Note: green background = bullish, red background = bearish
Changes to investor sentiment over the past 180 days for the ten markets we follow:
How to Interpret These Charts:
Top Charts:
The top charts illustrate the ROOF ratio, which represents investor sentiment. This ratio is depicted in green on the left axis, while the cumulative returns of the underlying market are shown in black on the right axis. Key reference lines include:
- A horizontal red line at -0.5 (left axis), marking the threshold between negative sentiment (-0.2 to -0.5) and bearish sentiment (< -0.5).
- A horizontal blue line at +0.5 (left axis), indicating the boundary between positive sentiment (+0.2 to +0.5) and bullish sentiment (> +0.5).
- A horizontal grey line at 0.0 (left axis), around which sentiment is considered neutral (-0.2 to +0.2).
Bottom Charts:
The bottom charts display the levels of risk tolerance (green line) and risk aversion (red line) within the market, representing investors' demand and supply for risk, respectively. Key insights include:
- When risk tolerance (green line) exceeds risk aversion (red line), more investors are willing to buy risk assets than there are investors willing to sell them at the current price. This scenario forces risk-tolerant investors to offer a premium to entice more risk-averse investors to trade, thereby driving markets upward.
- Conversely, when risk aversion (red line) surpasses risk tolerance (green line), the market dynamics reverse.
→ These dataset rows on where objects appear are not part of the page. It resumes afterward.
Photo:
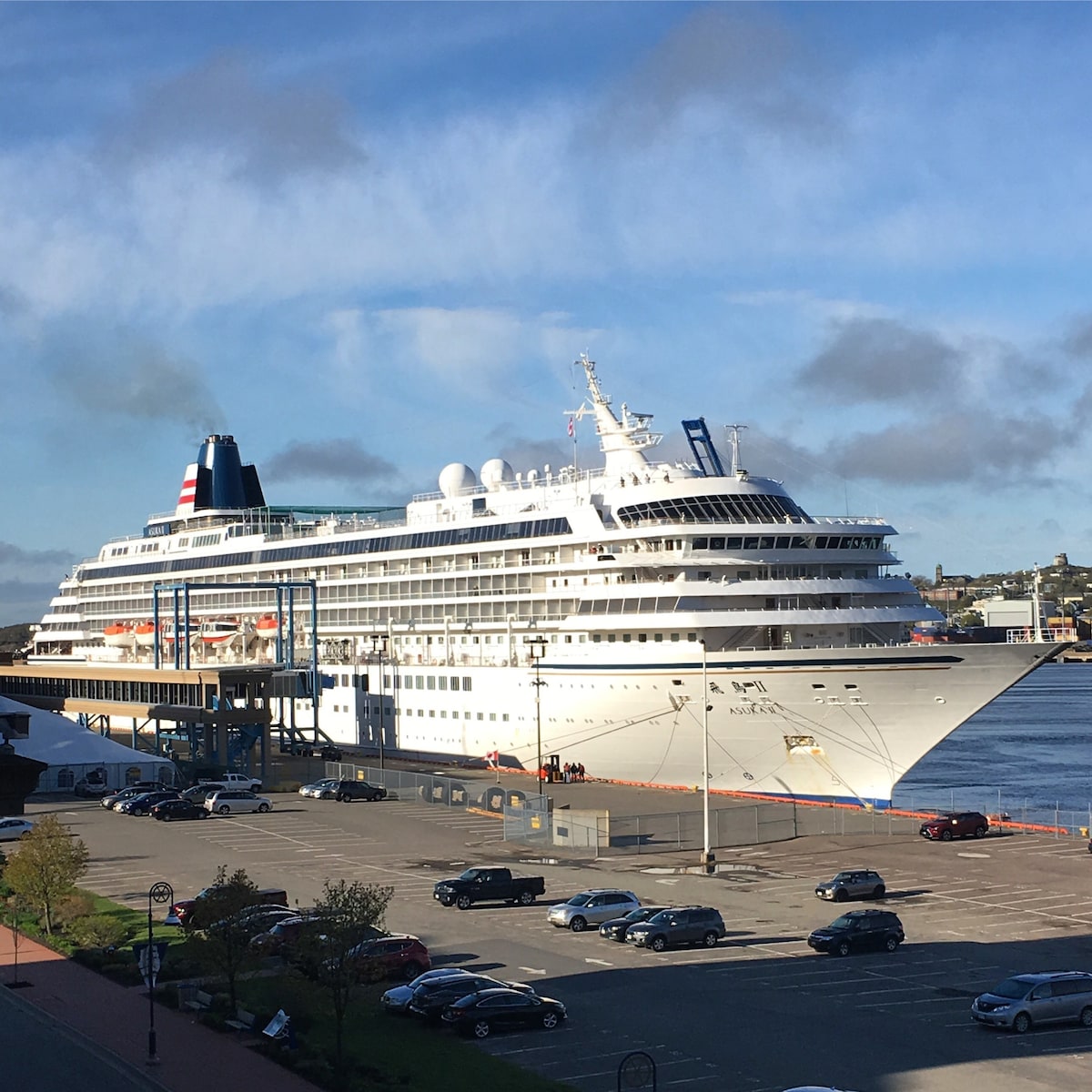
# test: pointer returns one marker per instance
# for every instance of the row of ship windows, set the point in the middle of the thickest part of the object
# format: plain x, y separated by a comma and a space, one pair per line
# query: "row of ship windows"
790, 541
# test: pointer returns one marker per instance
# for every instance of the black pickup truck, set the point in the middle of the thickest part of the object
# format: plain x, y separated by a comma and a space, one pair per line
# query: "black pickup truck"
489, 885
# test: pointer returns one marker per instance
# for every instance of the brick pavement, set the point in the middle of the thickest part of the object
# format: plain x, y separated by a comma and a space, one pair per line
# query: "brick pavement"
105, 1016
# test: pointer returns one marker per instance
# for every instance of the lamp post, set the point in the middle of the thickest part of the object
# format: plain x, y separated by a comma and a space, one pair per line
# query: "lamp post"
378, 650
707, 855
536, 647
161, 893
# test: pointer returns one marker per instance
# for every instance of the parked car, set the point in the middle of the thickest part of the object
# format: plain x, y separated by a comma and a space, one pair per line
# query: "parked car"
197, 794
593, 906
1044, 997
430, 998
188, 912
396, 1000
142, 805
860, 931
15, 827
130, 791
347, 791
955, 824
323, 789
681, 925
489, 885
399, 956
178, 808
255, 920
228, 801
480, 1015
853, 884
615, 929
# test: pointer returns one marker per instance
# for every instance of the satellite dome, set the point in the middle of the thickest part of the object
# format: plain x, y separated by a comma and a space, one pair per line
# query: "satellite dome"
454, 479
496, 472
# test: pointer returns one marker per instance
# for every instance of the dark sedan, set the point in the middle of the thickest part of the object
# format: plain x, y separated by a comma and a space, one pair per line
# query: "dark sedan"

The net balance between risk tolerance and risk aversion levels is used to compute the ROOF ratio shown in the top charts, reflecting the sentiment of the average investor in the market.
Blue Shaded Zone:
The blue shaded zone between levels 3 and 4 for both indicators signifies a reasonable balance between the supply and demand for risk in the market. When both lines remain within this blue zone, the market is considered ‘emotionally’ stable. However, when both lines move outside this zone, the significant imbalance in demand and supply for risk can lead to overreactions to unexpected news or risk events.